7. Llamafile — best zero-install option
Llamafile distributes a model and the llama.cpp runtime as a single executable that runs on Windows, macOS, and Linux without any setup. Download one file, double-click it, and a local chat UI opens in a browser. The format relies on a clever cross-platform binary trick from the Cosmopolitan project, which means the same file works across operating systems.
Where it falls short: No model browser. You manage models as files. Updates require swapping the executable. Some antivirus tools flag the binary, which is a recurring complaint in the GitHub issues.
Pricing:
- Free: open-source, no licence fee
- Paid: none
Platforms: Windows, macOS, Linux
Download: github.com/Mozilla-Ocho/llamafile
Bottom line: Pick Llamafile for local LLMs if you want the absolute lowest-ceremony way to share a working model with someone who has never heard of Hugging Face.
8. Text Generation WebUI — best power-user playground
Text Generation WebUI (sometimes called oobabooga) is the kitchen-sink option. Multiple backends, every sampler under the sun, an extensions system that adds RAG, character cards, voice, and image-grounded chat. Researchers and tinkerers who care about sampler tuning, contrastive decoding, and obscure quant formats land here.
Where it falls short: Setup is fiddlier than the other options on this list, with Python environments and CUDA toolkits in the mix. The UI is information-dense in a way that overwhelms casual users.
Pricing:
- Free: open-source, no licence fee
- Paid: none
Platforms: Windows, macOS, Linux
Download: github.com/oobabooga/text-generation-webui
Bottom line: Pick Text Generation WebUI for local LLMs if you want every knob exposed and you are comfortable in a Python environment.
How to pick the right one
If you want the simplest path to a working setup, install Ollama and pair it with a chat front end you like.
If you want one app that does everything in a polished window, install LM Studio.
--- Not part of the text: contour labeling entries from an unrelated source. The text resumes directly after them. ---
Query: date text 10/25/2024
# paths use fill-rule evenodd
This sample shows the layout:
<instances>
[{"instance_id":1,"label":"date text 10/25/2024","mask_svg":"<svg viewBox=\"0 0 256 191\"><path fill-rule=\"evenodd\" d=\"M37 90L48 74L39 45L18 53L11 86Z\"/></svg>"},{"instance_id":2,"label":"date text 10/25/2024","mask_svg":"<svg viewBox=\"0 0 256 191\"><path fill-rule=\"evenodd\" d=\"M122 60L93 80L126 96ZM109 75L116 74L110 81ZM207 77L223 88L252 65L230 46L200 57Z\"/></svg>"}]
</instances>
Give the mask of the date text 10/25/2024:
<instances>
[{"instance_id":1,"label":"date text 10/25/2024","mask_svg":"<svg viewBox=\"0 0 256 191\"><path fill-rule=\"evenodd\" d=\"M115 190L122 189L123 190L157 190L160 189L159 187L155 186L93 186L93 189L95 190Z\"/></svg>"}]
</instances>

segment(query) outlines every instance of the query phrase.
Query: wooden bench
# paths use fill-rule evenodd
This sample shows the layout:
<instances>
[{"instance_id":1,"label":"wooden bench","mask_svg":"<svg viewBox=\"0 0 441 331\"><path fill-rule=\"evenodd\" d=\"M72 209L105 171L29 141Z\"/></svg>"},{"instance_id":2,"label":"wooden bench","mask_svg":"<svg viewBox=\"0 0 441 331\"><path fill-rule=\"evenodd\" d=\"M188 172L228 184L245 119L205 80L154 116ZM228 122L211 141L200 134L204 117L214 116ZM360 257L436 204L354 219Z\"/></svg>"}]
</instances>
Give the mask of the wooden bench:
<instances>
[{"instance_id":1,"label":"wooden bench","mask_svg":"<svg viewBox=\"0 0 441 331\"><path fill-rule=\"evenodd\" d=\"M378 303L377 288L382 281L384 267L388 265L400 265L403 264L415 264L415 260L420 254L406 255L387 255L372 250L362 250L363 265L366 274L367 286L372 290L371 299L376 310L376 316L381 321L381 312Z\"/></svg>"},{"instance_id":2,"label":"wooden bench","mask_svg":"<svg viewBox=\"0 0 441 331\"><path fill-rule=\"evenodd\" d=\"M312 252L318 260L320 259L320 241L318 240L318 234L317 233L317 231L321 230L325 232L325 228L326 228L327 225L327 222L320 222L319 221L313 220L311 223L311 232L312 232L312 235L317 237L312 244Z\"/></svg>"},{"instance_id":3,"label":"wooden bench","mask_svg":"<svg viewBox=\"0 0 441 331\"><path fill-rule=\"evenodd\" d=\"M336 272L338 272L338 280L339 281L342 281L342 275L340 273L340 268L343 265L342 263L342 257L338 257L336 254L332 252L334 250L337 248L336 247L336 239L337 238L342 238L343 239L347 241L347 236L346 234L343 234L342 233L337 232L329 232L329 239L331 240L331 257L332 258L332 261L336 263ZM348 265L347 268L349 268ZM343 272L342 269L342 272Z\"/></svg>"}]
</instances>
If open source matters to you, install Jan.
If your laptop is older or has no GPU, install GPT4All and stick to its curated small models.
If you actively compare models, install Msty.
If you want a shared chat server for the household, run Open WebUI with Ollama behind it.
If you want zero ceremony, download a Llamafile for the model you care about.
If you want every knob, install Text Generation WebUI and budget an afternoon for the first run.
FAQ
Do local LLMs work on a laptop without a discrete GPU?
Yes. Quantised 3B and 7B models run on integrated graphics or pure CPU, slowly but usefully. GPT4All and Llamafile both ship small models tuned for this case.
How much VRAM do I need to run a local LLM?
For a comfortable experience with a 7B model at Q4 quantisation, around 6 GB of VRAM. For 14B at Q4, around 10 GB. For 70B class models, count on 24 GB or more, or split across CPU RAM and GPU at lower speeds.
Is Ollama the best app for local LLMs?
It is the best backend for most users. If you also want a polished chat UI in the same window, LM Studio or Jan is closer to “best app”. Ollama plus a separate UI is the most common stack.
Are local LLMs really private?
Yes, with one caveat. Inference runs entirely on your machine. The catch is that some apps phone home for analytics or update checks by default. Jan and GPT4All make the off switch obvious. LM Studio has it under settings.
Can I use a local LLM with my code editor?
Yes. Any app that exposes an OpenAI-compatible endpoint (Ollama, LM Studio, Jan, Msty) can be set as the base URL in editor extensions that target OpenAI. Continue, Cursor’s bring-your-own-key mode, and most VS Code extensions accept this.